I piccoli paesi, così visti, adesso appaiono desiderabili. Al netto degli “scoraggiatori militanti”, la “forma del paese può essere la forma ideale per abitare il mondo”. “Bisogna che il paese non sia fatto solo dai paesani – ha spiegato Arminio in una bella intervista al Foglio – Dovrebbero abitarli anche persone con lo sguardo ventilato, aperto, affettuoso. (…) Ci vuole lo sguardo esterno, l’essere intimi ed estranei”.
“La luna e i calanchi” è stata una festa laica del sacro, piena di miracoli, tra cui la tranquilla passeggiata tra i calanchi, dove il maestro (elementare) Franco Arminio ha guidato, con il bastone da vecchio di paese e da pastore, un fiume di più di mille persone. In cima o in mezzo alle dure argille sono apparse figure epiche, con Tessuto Corporeo, Ilaria Carlucci e Alberto Cacopardi, con Amalia Franco, ha preso voce Pasolini con Lara Chiellino e altri artisti hanno camminato, suonato e cantato con gli erranti.
Aliano tutta, nel centro storico, è diventata un palcoscenico diffuso, aperto all’imprevisto. Come Dario Brunori (sas), primo tra gli agenti della letizia, che in piazza Panevino improvvisa con Livio e Manfredi e alla passeggiata fa de “La vita liquida” un inno al tramonto. Come Ambrogio Sparagna e Anna Rita Colaianni che guidano il pubblico nei canti popolari. E c’è Ivan Fantini che somministra cibo e poesia. Ci sono, nella controra, le improvvisazioni di musica popolare con la Ragnatela folk band. Per chi è stanco ci sono coccole alla Casa della Paesologia, con la Comunità Rncd-Clown e sognatori pratici.

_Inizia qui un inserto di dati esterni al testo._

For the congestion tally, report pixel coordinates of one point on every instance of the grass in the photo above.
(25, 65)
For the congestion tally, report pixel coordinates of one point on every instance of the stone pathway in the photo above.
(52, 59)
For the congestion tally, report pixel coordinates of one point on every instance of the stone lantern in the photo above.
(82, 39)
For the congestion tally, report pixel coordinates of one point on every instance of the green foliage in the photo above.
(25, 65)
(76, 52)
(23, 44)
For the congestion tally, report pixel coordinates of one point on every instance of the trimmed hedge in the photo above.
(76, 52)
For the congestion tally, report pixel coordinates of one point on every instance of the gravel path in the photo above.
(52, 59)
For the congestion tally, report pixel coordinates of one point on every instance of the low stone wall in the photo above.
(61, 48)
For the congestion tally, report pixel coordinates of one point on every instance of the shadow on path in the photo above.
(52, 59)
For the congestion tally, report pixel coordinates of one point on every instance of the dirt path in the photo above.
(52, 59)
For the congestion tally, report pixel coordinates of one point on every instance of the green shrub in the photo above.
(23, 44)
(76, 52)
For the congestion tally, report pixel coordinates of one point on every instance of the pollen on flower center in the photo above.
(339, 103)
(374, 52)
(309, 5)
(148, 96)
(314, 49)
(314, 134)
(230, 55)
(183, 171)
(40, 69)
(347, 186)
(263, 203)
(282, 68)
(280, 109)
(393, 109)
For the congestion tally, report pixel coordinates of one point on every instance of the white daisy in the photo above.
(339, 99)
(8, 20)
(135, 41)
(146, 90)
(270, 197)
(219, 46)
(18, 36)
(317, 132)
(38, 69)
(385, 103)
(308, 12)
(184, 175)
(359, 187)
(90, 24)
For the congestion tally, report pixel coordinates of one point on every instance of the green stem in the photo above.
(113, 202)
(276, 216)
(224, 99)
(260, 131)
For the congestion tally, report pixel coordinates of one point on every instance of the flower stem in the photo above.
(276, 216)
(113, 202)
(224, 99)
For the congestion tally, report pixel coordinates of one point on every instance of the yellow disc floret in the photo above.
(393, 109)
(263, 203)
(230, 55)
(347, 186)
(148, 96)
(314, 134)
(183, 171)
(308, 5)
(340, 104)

Miracoli e apparizioni all’Anfiteatro affacciato sui calanchi. Il concerto di Brunori sas si tiene davanti ad una enorme scenografica luna piena tridimensionale e tra “La verità” e “Secondo me” si innalzano “Bella ciao” e “Briganti se more”. Miracoli come come Antonella Ruggiero che canta all’alba “Ti sento” e sembra che sia la sua voce a far nascere il sole sulla valle lunare della Lucania. Quasi miracolo è pure che Ulderico Pesce possa qui rappresentare “Petrolio”, scomodo monologo teatrale sulle trivellazioni lì in Lucania e le relative inchieste.
Tra i tanti altri protagonisti, è stato dato spazio, fuori programma, a giovani artisti, poeti, musicisti, cantanti che erano presenti alla festa.
Resta il dubbio che i miracoli si possano ripetere. Il pubblico di “La luna e i calanchi” è in crescita, l’organizzazione è complessa, la pressione sul paese è molto forte, le risorse sono scarse. Il sindaco Luigi De Lorenzo e il presidente della Regione Basilicata Vito Bardi aprono qualche possibilità, certezze non ce ne sono. Terminato il festival, facendo un bilancio prettamente economico, prima di quello poetico, Arminio ha annotato che l’indotto per il paese e i dintorni è il doppio delle risorse pubbliche a disposizione.
L’indotto in letizia è certo maggiore e più duraturo, è seminato nelle anime. Ora “restano i canti”. Il poeta, con i suoi testi è un buon compagno di viaggio ed è di nuovo in giro per città e paesi l’Italia. “Adesso è il momento di alzarsi – scrive Arminio in “Terracarne” – e fare le cose in cui crediamo. Non dobbiamo riempirci la testa dei pensieri degli altri, dobbiamo raccontare i nostri”.